First takeaway: Etsy is two sides of the same coin. $ETSY is neither as good nor as bad as you might first think. It’s just a reflection of the nature of its business model. High unit economic profitability with lower repeat purchase. Whereas $MELI has a different model, value extraction that relies on the repeated flywheel usage of its ecosystem. Neither is good/bad, if managed. Ultimately though, businesses with low repeat purchase are inherently at risk (ETSY makes a point of improving shopping reliability – eg. “Star Sellers”).
Second takeaway: Uber/Lyft’s GM%s are misleading. Due to pandemic dynamics and driver disruption, both L12M GM% numbers are depressed. Critics will say (with good reason) they’re trapped between driver acquisition costs + rider subsidies. However, Uber in particular has pricing power combined with a high-fidelity customer base. GP x user points to this, and it may continue to improve during the next months. While $UBER bears have many good reasons to criticize it (spotty management track record), I’m long $UBER.
SaaS is very different to all prior categories. B2B, few(er) customers, high GM% and high CAC coupled with longer sale cycles (Once again, insert “apples to oranges” disclaimer). “Mass SaaS” (Atlassian, Cloudflare and Twilio) have customers in the hundreds of thousands, whereas “Boutique SaaS” don’t go over 20K. Nevertheless, this is precisely what makes the comparison worth it.
Except for $SNOW and $TWLO, GM%s are similar across the board. This is not the case for GP x Customer.
First takeaway: Mass SaaS – the best of both worlds? Mass SaaS seems to combine high GM% + high customer scale. This has obvious advantages: As a norm, EBITDA for Mass SaaS is healthier than that of Boutique SaaS. The issue? As with network effects – the unwind can be devastating. Boutique SaaS have a series of moats which makes them hard to scale. But their product depth combined with sales & marketing barriers make them harder to breach. Mass SaaS low end GP x customer puts them at a riskier position in the SaaS world.
Second takeaway: In Boutique SaaS, NRR is key. “Net retention rate” (NRR) is likely the single most important metric to track for a SaaS business. Take DataDog, Elastic and PagerDuty. All have roughly similar customer count and GM% ($PD actually having a higher margin). What makes their GP x customer so vastly different? The fact that $DDOG’s NRR is 130%+, $ESTC’s is 125-130%, and $PD is ~120%. In simple terms: DataDog is vastly more efficient at extracting incremental dollars from their existing customer base than its peers…something you miss out when looking at GM% only.
Third takeaway: Snowflake is in a league of its own. A highly controversial company when it comes to valuation (at ~95B market cap, $SNOW is almost 100x P/S!). GP x Customer is one of the key reasons behind this valuation. $SNOW’s advocates will point to this as proof of how high value-adding Snowflake is, and that scalability will follow. But, even with this GP x customer, Snowflake bleeds money (-72% EBITDA L12M). It warrants a close look, but tread carefully here (Disclaimer: I have no position in $SNOW).

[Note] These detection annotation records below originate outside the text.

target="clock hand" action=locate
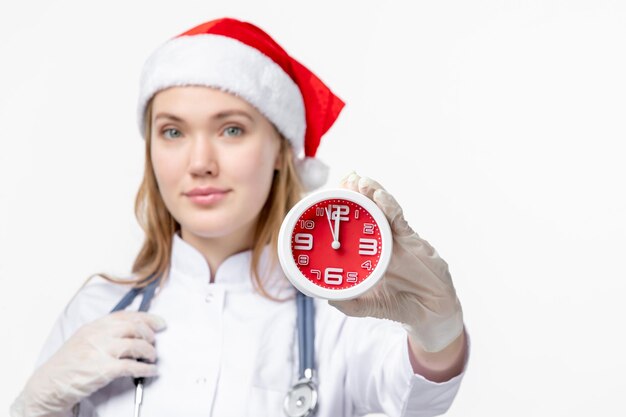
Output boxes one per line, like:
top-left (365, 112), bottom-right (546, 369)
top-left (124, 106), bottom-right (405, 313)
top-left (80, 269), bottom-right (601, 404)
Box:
top-left (331, 207), bottom-right (341, 249)
top-left (325, 206), bottom-right (335, 241)
top-left (325, 206), bottom-right (339, 249)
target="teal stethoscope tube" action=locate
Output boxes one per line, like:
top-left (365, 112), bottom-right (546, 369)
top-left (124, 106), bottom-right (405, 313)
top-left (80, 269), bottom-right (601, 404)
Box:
top-left (106, 274), bottom-right (317, 417)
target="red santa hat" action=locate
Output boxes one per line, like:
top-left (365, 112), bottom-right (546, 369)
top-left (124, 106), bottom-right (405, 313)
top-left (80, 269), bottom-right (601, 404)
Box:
top-left (137, 18), bottom-right (344, 190)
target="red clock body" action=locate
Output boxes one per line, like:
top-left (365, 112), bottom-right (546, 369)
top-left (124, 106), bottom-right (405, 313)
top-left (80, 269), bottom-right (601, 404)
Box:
top-left (279, 189), bottom-right (391, 299)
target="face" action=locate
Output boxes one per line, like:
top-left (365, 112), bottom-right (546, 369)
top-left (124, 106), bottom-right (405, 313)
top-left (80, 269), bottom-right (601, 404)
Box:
top-left (150, 86), bottom-right (280, 245)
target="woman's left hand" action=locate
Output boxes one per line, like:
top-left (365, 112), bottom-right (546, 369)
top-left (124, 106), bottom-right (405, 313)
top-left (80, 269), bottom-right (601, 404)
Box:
top-left (329, 173), bottom-right (463, 352)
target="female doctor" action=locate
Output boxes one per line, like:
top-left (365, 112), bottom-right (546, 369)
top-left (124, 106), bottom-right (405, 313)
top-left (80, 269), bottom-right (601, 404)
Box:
top-left (11, 18), bottom-right (468, 417)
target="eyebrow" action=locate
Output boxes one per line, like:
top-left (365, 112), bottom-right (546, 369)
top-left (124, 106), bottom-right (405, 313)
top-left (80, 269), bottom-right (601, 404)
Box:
top-left (154, 110), bottom-right (254, 123)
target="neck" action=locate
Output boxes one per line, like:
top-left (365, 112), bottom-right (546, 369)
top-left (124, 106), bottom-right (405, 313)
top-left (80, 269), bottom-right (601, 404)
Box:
top-left (181, 227), bottom-right (254, 282)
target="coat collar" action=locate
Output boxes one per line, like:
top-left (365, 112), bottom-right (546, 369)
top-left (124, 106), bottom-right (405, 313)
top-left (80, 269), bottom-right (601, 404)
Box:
top-left (166, 232), bottom-right (292, 295)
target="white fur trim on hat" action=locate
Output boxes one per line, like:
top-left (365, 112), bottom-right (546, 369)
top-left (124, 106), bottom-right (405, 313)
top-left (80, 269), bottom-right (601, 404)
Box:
top-left (137, 34), bottom-right (306, 154)
top-left (296, 156), bottom-right (328, 191)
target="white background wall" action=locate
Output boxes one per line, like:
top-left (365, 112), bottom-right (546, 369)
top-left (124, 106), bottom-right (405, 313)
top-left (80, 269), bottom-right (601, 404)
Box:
top-left (0, 0), bottom-right (626, 417)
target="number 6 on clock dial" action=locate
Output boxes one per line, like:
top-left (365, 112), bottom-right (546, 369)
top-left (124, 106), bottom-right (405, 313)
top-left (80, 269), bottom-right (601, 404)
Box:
top-left (278, 188), bottom-right (393, 300)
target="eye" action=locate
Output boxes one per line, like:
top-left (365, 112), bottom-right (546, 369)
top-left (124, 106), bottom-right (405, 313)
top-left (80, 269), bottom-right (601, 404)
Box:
top-left (224, 126), bottom-right (243, 136)
top-left (161, 128), bottom-right (181, 138)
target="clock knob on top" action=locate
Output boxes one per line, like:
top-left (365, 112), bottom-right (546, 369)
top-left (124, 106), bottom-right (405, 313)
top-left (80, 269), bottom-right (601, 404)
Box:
top-left (278, 188), bottom-right (393, 300)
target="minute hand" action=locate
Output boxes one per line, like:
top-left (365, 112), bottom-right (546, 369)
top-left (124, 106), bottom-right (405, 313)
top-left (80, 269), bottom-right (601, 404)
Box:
top-left (332, 207), bottom-right (341, 249)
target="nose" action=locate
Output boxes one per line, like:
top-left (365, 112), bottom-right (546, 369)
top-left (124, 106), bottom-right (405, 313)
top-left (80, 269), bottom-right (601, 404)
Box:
top-left (189, 136), bottom-right (218, 177)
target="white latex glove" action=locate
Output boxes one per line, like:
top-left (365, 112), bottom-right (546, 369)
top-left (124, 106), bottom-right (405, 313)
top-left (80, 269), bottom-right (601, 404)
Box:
top-left (11, 311), bottom-right (165, 417)
top-left (329, 173), bottom-right (463, 352)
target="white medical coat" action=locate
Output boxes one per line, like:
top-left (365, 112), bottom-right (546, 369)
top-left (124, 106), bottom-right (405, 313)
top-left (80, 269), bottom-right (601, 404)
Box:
top-left (31, 234), bottom-right (467, 417)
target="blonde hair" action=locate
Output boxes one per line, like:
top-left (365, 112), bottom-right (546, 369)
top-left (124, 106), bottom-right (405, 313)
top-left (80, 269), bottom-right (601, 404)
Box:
top-left (83, 99), bottom-right (303, 301)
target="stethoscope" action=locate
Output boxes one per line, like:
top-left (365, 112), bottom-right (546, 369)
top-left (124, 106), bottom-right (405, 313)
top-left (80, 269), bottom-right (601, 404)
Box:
top-left (111, 274), bottom-right (317, 417)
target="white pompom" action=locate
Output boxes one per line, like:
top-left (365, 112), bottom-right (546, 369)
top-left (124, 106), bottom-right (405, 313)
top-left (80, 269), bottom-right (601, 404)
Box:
top-left (296, 157), bottom-right (328, 191)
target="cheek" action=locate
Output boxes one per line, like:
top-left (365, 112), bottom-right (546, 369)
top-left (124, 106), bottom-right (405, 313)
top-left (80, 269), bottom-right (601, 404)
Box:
top-left (151, 148), bottom-right (179, 193)
top-left (223, 141), bottom-right (276, 186)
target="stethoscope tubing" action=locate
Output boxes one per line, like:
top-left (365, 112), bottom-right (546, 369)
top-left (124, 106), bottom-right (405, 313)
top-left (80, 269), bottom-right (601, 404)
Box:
top-left (106, 274), bottom-right (316, 416)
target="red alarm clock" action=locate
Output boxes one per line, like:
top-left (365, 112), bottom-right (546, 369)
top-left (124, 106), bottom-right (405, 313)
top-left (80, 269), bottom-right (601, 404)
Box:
top-left (278, 188), bottom-right (393, 300)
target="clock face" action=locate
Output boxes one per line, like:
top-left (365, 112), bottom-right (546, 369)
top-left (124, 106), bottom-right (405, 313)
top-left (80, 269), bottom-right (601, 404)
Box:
top-left (279, 189), bottom-right (391, 300)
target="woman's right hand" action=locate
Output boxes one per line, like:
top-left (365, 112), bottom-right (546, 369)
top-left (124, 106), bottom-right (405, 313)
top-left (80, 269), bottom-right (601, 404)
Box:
top-left (11, 310), bottom-right (165, 417)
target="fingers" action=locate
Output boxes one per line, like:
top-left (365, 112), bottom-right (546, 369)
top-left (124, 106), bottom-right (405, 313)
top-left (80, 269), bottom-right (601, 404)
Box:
top-left (109, 338), bottom-right (157, 363)
top-left (341, 171), bottom-right (415, 236)
top-left (108, 311), bottom-right (166, 343)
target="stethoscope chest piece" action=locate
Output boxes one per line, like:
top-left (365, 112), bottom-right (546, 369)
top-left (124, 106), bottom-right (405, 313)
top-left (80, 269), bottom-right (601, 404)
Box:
top-left (285, 378), bottom-right (317, 417)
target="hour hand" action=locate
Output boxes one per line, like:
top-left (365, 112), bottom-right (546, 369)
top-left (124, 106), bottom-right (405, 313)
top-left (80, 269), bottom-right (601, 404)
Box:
top-left (326, 206), bottom-right (341, 249)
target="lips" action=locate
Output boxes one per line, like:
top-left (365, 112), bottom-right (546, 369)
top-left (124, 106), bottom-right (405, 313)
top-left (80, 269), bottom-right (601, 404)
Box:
top-left (185, 187), bottom-right (228, 197)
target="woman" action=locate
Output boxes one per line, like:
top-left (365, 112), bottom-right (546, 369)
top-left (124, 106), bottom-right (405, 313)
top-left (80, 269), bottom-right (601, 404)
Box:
top-left (11, 18), bottom-right (467, 417)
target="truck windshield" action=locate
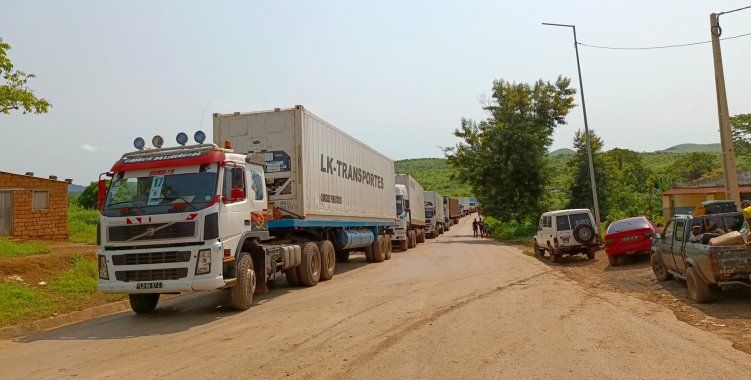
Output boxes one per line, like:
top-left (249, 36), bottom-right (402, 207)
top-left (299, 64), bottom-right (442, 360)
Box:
top-left (102, 164), bottom-right (218, 216)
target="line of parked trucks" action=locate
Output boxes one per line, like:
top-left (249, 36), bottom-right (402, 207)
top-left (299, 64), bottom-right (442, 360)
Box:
top-left (97, 106), bottom-right (477, 313)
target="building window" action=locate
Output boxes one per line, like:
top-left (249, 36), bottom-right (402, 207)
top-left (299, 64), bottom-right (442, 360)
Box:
top-left (31, 190), bottom-right (50, 210)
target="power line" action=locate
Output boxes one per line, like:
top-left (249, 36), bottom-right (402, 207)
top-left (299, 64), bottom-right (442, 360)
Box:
top-left (579, 33), bottom-right (751, 50)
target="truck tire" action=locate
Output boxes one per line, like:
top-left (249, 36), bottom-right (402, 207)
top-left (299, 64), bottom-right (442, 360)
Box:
top-left (407, 230), bottom-right (417, 249)
top-left (284, 267), bottom-right (300, 287)
top-left (335, 249), bottom-right (349, 263)
top-left (417, 228), bottom-right (425, 243)
top-left (297, 241), bottom-right (321, 286)
top-left (383, 235), bottom-right (393, 260)
top-left (648, 253), bottom-right (673, 281)
top-left (399, 239), bottom-right (410, 252)
top-left (373, 235), bottom-right (386, 263)
top-left (686, 267), bottom-right (712, 303)
top-left (128, 293), bottom-right (159, 314)
top-left (230, 252), bottom-right (256, 310)
top-left (317, 240), bottom-right (336, 281)
top-left (573, 224), bottom-right (595, 244)
top-left (550, 250), bottom-right (561, 263)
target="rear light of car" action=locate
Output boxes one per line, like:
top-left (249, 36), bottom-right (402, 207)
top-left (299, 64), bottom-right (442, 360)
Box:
top-left (707, 252), bottom-right (720, 273)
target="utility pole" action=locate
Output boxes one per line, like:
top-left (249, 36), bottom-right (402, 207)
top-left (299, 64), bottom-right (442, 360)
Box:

If I were a RBI shareholder I’d have a ton of questions (I’m not, look at 1Y/3Y/5Y returns of $QSR vs $MCD/S&P to see why).
This comparison ranges from pure play heavy engineering/mechanics all the way to digital transactions (which are ultimately 0s and 1s), with Tesla and Visa sitting at the two ends of this “real world vs digital world” spectrum. What’s most striking perhaps is that Sea’s GP x unit (excl. Garena) is lower than what Visa makes on a digital transaction… Bears will say “Told you so”, bulls will say “It’s a long game and there’s a path to profitability”. Personally, I think $SE’s management will have to get more vocal on the shape of this path moving forward.